Но я так и не вспомнила свое собственное имя.

А сейчас мы уже подлетаем к городу, где все это началось. Я наклоняюсь вниз, к сумке под креслом, и достаю из нее фотографию Флер – ту, на которой мы щеками прижимаемся друг к другу. Мы на ней кажемся очень похожими – как сестры-двойняшки. Одинаковые короткие стрижки, перекликающаяся одежда… Роковое сходство… Мы обе – типаж Тони. Губы Флер улыбаются камере, смехом брызжут и ее глаза. Все знакомые звали ее Фло. Все, за исключением ее матери. Та упорно называла дочь Флоренс.
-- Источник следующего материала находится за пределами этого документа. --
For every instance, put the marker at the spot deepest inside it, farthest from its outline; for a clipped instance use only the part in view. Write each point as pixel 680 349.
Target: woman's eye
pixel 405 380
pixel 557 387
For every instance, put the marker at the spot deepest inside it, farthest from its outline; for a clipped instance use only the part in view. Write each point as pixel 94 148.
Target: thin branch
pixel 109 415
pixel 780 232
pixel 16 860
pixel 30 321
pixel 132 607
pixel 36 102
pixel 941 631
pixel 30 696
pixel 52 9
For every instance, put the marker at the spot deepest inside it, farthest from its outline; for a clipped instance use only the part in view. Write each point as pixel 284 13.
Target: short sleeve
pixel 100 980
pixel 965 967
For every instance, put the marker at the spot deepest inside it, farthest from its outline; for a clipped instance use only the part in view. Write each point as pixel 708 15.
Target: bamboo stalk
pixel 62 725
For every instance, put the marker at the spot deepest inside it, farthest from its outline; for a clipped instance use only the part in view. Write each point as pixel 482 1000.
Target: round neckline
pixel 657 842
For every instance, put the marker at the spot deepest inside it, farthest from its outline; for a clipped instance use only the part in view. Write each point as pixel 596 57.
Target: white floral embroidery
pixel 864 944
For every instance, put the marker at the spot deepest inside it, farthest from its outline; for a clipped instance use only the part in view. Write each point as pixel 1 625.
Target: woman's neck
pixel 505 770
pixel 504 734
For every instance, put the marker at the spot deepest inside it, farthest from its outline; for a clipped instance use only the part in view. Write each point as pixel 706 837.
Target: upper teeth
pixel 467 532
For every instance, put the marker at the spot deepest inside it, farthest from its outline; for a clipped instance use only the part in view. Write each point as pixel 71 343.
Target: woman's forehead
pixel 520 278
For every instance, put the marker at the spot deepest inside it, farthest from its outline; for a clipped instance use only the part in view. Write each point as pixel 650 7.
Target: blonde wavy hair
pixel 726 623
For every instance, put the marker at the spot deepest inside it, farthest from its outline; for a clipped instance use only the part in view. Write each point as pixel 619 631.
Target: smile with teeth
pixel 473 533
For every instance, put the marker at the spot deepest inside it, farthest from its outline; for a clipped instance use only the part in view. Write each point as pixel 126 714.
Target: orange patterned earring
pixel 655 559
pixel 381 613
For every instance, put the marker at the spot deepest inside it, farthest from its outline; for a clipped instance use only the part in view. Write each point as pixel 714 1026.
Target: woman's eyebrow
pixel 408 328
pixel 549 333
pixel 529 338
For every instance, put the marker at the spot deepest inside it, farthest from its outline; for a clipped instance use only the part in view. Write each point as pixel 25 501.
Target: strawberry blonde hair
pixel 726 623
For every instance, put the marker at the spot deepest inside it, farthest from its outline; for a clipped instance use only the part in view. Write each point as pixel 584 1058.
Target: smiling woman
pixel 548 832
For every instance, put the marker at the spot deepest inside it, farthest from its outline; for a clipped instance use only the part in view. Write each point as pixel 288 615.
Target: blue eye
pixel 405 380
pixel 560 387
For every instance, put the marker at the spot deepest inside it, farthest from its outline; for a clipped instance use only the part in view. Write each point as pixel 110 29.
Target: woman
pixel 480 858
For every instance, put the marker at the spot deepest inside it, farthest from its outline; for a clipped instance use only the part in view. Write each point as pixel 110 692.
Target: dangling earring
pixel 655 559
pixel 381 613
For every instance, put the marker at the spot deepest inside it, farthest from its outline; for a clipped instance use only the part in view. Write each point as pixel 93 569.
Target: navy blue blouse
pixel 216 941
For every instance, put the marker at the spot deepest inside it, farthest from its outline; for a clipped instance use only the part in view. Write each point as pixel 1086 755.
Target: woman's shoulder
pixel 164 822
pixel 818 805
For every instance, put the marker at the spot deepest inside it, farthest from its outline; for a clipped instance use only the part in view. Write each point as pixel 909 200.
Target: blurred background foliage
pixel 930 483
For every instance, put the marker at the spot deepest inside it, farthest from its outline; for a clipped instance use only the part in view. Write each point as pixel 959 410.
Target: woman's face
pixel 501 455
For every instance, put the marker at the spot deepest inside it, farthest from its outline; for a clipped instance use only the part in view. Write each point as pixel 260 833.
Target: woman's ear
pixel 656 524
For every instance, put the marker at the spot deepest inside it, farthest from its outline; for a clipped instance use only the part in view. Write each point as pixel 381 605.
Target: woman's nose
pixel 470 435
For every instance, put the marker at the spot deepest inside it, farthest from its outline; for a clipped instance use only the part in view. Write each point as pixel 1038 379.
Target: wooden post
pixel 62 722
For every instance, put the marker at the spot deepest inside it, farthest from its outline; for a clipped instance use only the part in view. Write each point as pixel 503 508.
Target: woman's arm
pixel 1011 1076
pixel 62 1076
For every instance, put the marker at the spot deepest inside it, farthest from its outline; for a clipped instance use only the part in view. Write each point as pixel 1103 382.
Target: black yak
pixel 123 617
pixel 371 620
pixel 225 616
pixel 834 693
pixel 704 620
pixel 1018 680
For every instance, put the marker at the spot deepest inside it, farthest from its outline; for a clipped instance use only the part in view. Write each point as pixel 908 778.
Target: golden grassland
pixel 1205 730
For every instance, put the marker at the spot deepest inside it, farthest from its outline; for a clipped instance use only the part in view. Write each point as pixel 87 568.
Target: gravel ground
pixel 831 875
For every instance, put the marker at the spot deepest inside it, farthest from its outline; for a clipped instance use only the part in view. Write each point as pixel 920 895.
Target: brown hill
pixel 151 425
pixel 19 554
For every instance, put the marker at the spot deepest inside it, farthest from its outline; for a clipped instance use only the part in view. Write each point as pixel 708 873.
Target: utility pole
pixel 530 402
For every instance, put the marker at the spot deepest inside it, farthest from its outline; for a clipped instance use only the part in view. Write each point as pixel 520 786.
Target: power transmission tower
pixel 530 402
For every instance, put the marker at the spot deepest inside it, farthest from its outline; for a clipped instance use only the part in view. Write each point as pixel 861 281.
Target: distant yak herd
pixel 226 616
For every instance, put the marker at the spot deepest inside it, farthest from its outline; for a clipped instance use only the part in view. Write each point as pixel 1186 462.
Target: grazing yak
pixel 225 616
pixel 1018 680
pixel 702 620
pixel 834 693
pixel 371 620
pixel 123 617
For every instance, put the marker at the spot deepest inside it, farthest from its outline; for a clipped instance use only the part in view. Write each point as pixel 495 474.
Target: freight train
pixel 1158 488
Когда все закончится, я непременно позвоню своей маме в Индию и объясню ей, что я делала и почему. А еще я обязательно свяжусь снова с Люком. Я послала ему эсэмэску из Хитроу с просьбой приехать в Берлин. Он не ответил, но я продолжаю надеяться, что он прилетит. Люк очень понравился мне там, в пабе, на викторине. И меня поразил его рассказ о Фрейе Лол, его первой любви, – девушке, которую он потерял, но решился отыскать снова. Было так трогательно слушать его – не часто встретишь подобную открытость в мужчине. Мне кажется, Люку можно доверять. Когда мы приземлимся, я пошлю ему еще одну эсэмэску. И когда мы наконец встретимся, я объясню ему, зачем приезжала в деревню. Я расскажу ему всю свою историю.

97

Сайлас смотрит на распечатанный список людей, пропавших без вести в Берлине, который ему прислали коллеги из Бундескриминаламта, Федерального управления уголовной полиции Германии. Его штаб-квартира в Висбадене выполняет в стране также функции центрального бюро Интерпола. Потому-то Сайлас и обратился туда за помощью.
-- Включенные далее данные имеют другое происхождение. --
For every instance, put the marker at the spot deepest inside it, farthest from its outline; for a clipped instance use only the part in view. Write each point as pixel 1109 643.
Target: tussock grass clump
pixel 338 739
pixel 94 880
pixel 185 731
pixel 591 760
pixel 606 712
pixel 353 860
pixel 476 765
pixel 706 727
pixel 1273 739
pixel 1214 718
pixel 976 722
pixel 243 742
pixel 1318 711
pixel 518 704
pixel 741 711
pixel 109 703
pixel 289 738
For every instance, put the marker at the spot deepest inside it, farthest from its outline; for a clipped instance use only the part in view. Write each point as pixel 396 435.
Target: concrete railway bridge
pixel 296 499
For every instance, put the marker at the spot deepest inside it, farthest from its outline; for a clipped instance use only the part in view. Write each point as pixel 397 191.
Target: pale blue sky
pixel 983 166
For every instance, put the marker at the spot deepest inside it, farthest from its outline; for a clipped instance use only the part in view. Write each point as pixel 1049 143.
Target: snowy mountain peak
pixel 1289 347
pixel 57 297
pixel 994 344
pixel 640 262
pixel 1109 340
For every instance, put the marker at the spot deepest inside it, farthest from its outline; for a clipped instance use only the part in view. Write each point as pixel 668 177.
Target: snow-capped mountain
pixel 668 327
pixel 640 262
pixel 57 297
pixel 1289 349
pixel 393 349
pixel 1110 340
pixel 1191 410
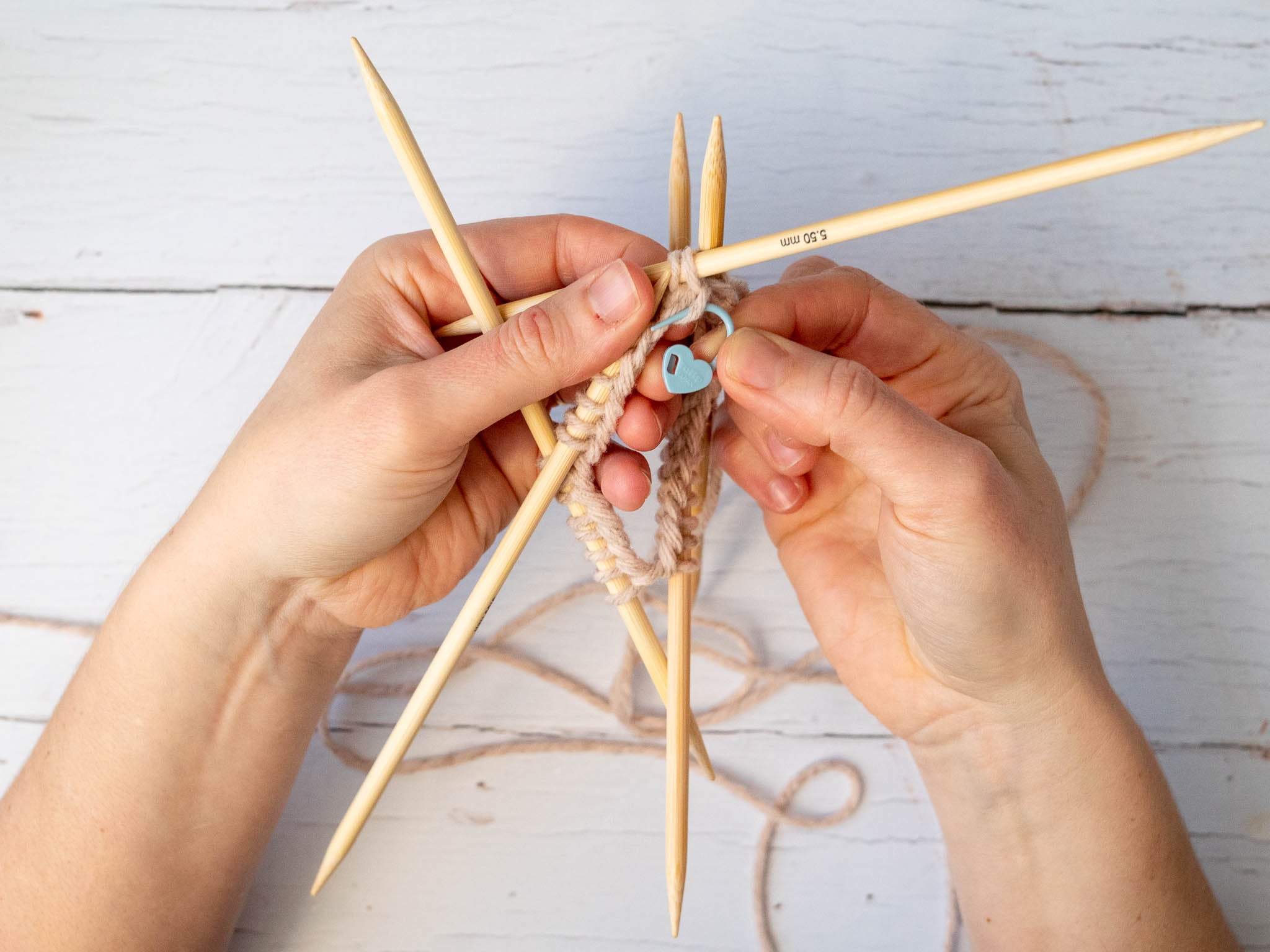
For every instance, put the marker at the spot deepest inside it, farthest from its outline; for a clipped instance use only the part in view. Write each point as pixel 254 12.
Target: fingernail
pixel 753 359
pixel 785 451
pixel 785 493
pixel 614 295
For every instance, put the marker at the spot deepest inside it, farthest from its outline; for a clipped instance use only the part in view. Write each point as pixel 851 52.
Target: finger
pixel 538 352
pixel 624 478
pixel 517 257
pixel 644 421
pixel 804 267
pixel 830 402
pixel 851 314
pixel 775 491
pixel 780 451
Детектив еще раз пробегает глазами список. Уорду это не понравится. И ему это тоже не нравится. Сайлас окидывает взглядом рабочий зал. В нем собралось на удивление много народа – сотрудников службы реагирования на чрезвычайные ситуации. Почему они не на улице? «Работа – это то, что ты делаешь, а не место, куда ты ходишь». Уорд делает вид, что у него чрезвычайно важная работа, и все полицейские с самого утра бросают на него любопытные взгляды.
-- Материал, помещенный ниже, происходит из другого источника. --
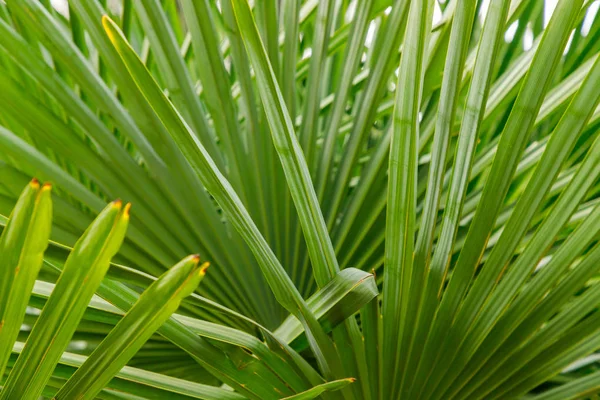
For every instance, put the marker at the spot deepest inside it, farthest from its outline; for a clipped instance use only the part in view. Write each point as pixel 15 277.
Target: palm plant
pixel 399 199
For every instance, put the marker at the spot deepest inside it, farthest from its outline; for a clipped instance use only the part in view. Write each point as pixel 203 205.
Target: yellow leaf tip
pixel 204 267
pixel 126 210
pixel 46 187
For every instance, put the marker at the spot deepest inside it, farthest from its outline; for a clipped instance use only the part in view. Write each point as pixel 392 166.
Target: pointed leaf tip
pixel 204 267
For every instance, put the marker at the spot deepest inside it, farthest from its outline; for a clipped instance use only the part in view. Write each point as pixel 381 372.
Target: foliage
pixel 399 199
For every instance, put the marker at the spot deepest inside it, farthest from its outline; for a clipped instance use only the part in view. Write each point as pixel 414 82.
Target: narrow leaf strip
pixel 82 274
pixel 153 308
pixel 22 247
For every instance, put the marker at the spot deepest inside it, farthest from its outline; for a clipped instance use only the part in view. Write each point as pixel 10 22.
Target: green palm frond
pixel 399 199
– Вы уверены, что они все тут есть? – спрашивает Сайлас Стровер, которая тоже пробегает глазами по списку, высвеченному на экране ее ноутбука. Она сегментировала и фрагментировала все данные (это ее выражение, Сайлас бы сказал проще: изучила вдоль и поперек). И выявила людей, имена которых фигурируют в названиях морских коньков на фотокартинах Тони в его галерее.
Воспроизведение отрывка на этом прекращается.